Bangladesh's overdependence on apparel export might prove to be its Achilles heel, he said, adding large scale order cancellation and deferment are causing a liquidity crisis across the sector, prompting the industry leaders to appeal for support, both from international buyers and the government.

Minister counsellor at the high commission of Malaysia in Bangladesh Mohammad Khalil Ibrahim said the COVID-19 has changed the purchasing habits of the world within a month.

In a competitive environment, companies have to put their focus on the fast-growing trends in information technology for cost efficiency and survival, he noted.

The only way to retract orders for the spring collection would be to offer even lower prices than before, a feat almost impossible to pull off given how circumstances stood before Covid-19, he said.

He, however, expressed the hope the local RMG industry will emerge more stronger and resilient during the post-Covid than before the pandemic.

He recommended local apparel makers opt for manmade fibre or synthetic to grab the $1.8 billion Malaysian retail apparel market. BMCCI former president Syed Moazzem Hossain said that new orders are not coming, especially in sweater segments while buyers are asking for deferred shipments of goods, orders made in March last.

He also apprehended that more factories might face closure in from August onwards when the real impact of Covid-19 might be visible.

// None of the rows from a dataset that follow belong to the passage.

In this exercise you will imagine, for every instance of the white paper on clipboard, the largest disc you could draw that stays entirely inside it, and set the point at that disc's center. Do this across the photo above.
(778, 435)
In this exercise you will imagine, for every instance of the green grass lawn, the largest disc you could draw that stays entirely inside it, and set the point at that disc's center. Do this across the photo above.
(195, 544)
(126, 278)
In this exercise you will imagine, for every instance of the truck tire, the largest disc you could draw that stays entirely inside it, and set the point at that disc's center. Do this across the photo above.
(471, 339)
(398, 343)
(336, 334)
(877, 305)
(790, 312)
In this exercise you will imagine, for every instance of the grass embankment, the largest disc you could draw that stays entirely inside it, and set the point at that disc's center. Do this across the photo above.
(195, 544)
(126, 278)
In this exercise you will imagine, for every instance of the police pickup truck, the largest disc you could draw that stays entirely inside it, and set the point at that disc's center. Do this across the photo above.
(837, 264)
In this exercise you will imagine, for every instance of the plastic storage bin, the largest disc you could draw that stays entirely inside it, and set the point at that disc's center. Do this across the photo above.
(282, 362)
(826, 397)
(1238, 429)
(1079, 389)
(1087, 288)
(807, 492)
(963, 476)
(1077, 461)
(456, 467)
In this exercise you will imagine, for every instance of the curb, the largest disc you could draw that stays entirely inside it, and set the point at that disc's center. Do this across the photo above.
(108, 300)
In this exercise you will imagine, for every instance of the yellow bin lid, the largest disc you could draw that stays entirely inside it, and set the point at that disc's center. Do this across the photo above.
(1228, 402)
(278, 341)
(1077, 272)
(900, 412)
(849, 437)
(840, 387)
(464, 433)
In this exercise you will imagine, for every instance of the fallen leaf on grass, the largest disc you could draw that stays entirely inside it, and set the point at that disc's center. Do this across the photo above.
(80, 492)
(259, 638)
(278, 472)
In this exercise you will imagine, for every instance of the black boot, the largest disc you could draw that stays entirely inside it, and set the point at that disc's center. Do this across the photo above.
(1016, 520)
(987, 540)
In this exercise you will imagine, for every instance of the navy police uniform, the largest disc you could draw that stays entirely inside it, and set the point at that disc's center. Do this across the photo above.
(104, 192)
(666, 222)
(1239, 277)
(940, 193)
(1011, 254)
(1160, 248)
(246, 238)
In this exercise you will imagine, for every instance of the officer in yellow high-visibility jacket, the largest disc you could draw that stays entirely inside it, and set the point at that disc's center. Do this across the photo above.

He alleged banks are not distributing the stimulus package of Tk 300 billion working capital for industries and urged the trade bodies to look into the issue.

BMCCI senior vice president Anwar Shahid suggested the diversification of both markets and products, increasing workers' productivity, and producing value-added items.

His other recommendations included to look into the issues and explore the ways how to sustain duty-free access of locally-made products, including RMG, after graduation from the LDC status.